How agentic AI takes GenAI to the next level [Q&A]


Agentic AI has been in the news quite a bit of late, but how should enterprises expect it to impact their organizations?
We spoke to Mike Finley, CTO of AnswerRocket, to discuss Agentic AI's benefits, use cases and more.
BN: What sort of use cases will agentic AI support?
MF: This is the assembly line moment for knowledge work. Just like during the Industrial Revolution, we have to decompose the work that people do into repeatable subtasks so they can be done more efficiently with automation. Before agentic AI, we assumed this decomposition would be impossible. But now, it's obvious.
Suppose we're processing customer complaints. We can have AI-driven stages to understand the problem, research the specifics of the case, trend issues with the product in question, compose an appropriate reply -- all in the corporate tone and brand voice. That was 100 percent human work two years ago. Now we'd be foolish to trust most humans to get it right every time.
Can it replace a surgeon, or the captain of a ship, or your kid's kindergarten teacher? Not for a long while. The barriers to interacting with the real world are thorny. We have not yet had the 'GPT moment' for robotics, but it will come. Unlike GPT, however, robotics won't scale cheaply into the millions of users, and they can’t wait seconds for a brain in the cloud to react.
BN: What benefits does it enable, and what types of organizations stand to benefit?
MF: There are tasks like help desks where people have lousy jobs doing the same thing over and over, ironically assisting customers that think the service is lousy and slow too, at a cost to enterprises that hurts profitability without adding competitive value. Everybody loses but we tolerate it because we’ve become accustomed to it. If we could serve all the customers better, faster, and cheaper, in an accountable framework that improves over time, everybody will win.
Agentic AI does just that. Any enterprise workload that does not physically touch the real world can likely be automated now. Anything we would call 'back office' is a great candidate. For example, most of the work involving ERP’s. As models gain more tools and agents get additional guardrails, we will entrust them with more and more tasks.
Enterprises should look for work that has a large number of people doing the same thing over and over. When an agent is implemented, the result will be a faster, better and more accountable gear in the enterprise machine. An easy way to identify these areas is to find cost centers that have wage-dominated financials. Any personnel cost that scales linearly with the top line of your business should be a candidate to be streamlined via AI agents.
BN: What are the data requirements and other pre-requisites to building AI agents?
MF: If you could hire an average college sophomore and give them training to do an office job, you already have the data you need for an AI agent. Large models can consume any content you would give a human, including training videos, web sites, documents and learning to use desktop IT tools. Don't get hung up in building and cleaning new data sets. Get the AI online then start making it better. It can already be more consistent, more available, cheaper and more coachable than people. Instead, get the people focused on the toughest use cases, the ones that touch the real world. Like planning for future initiatives, plugging in to real world trends, enforcing very human policies that require judgment and accountability.
To put agents in place, all you need is a framework to connect to your enterprise systems. If you have a tech stack like Microsoft or Salesforce, integrate there. If not, you can use AI to help you decide how. This space is moving fast so start soon and iterate. That sounds counterintuitive in areas like IT where we've been trained to go slow, plan a roadmap and test extensively. We do have to start small, but not slow. We need a roadmap, but it has to be along the lines of 'invest X to get Y' instead of 'upgrade to version N' like we have in the past.
BN: How will agentic AI impact the developer experience?

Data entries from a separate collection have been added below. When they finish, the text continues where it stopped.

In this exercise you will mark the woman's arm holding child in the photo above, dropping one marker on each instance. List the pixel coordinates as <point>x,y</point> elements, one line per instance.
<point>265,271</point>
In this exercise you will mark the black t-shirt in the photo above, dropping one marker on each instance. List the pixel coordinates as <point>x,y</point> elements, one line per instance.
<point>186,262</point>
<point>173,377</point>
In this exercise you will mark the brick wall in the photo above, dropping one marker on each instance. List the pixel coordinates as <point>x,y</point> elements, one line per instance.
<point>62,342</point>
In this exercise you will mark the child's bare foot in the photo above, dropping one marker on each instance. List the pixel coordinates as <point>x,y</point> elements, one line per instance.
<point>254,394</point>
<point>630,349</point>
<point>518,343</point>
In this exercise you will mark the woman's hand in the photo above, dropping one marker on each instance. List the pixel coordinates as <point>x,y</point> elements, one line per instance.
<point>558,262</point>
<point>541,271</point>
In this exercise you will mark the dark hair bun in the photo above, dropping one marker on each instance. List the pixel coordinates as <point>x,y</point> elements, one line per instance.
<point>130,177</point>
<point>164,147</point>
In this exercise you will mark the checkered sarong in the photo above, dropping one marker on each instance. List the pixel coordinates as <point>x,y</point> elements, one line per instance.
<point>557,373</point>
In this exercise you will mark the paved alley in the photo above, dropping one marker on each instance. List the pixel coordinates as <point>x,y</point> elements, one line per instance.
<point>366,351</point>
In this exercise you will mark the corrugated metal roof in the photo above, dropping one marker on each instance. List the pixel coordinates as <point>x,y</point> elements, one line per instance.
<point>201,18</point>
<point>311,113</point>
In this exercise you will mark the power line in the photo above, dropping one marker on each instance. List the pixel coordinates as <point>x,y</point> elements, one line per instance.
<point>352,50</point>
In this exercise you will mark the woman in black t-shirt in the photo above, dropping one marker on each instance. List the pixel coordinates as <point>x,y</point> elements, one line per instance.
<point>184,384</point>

MF: AI is a boost for software development of any kind. The developer experience has forever changed with the advent of programs that can create, troubleshoot and update other software. All the pre-industrial coding concepts like 'low-code' are a thing of the past because AI can do that work. If you needed a code block to handle complex conditions, just replace it with a prompt. Prompts are the new source code. Natural Language is programming.
The real question is how do behavioral examples change the developer experience. The heartbeat of an AI agent comes from the examples that teach it how to do its job. An AI engineer's role is to divide the work of the AI such that inexpensive, fast models can get the job done in easy steps. Whether learning the firm but conciliatory tone of a collections agent, or the subtleties of how to address corrupted data, or the exquisite patterns of how to price commodities, it all comes down to the examples. After all, the pre-training of the model is just an average of, well, everything. So if you want your model to differentiate your business from others, your training examples are what will bring it above the rest.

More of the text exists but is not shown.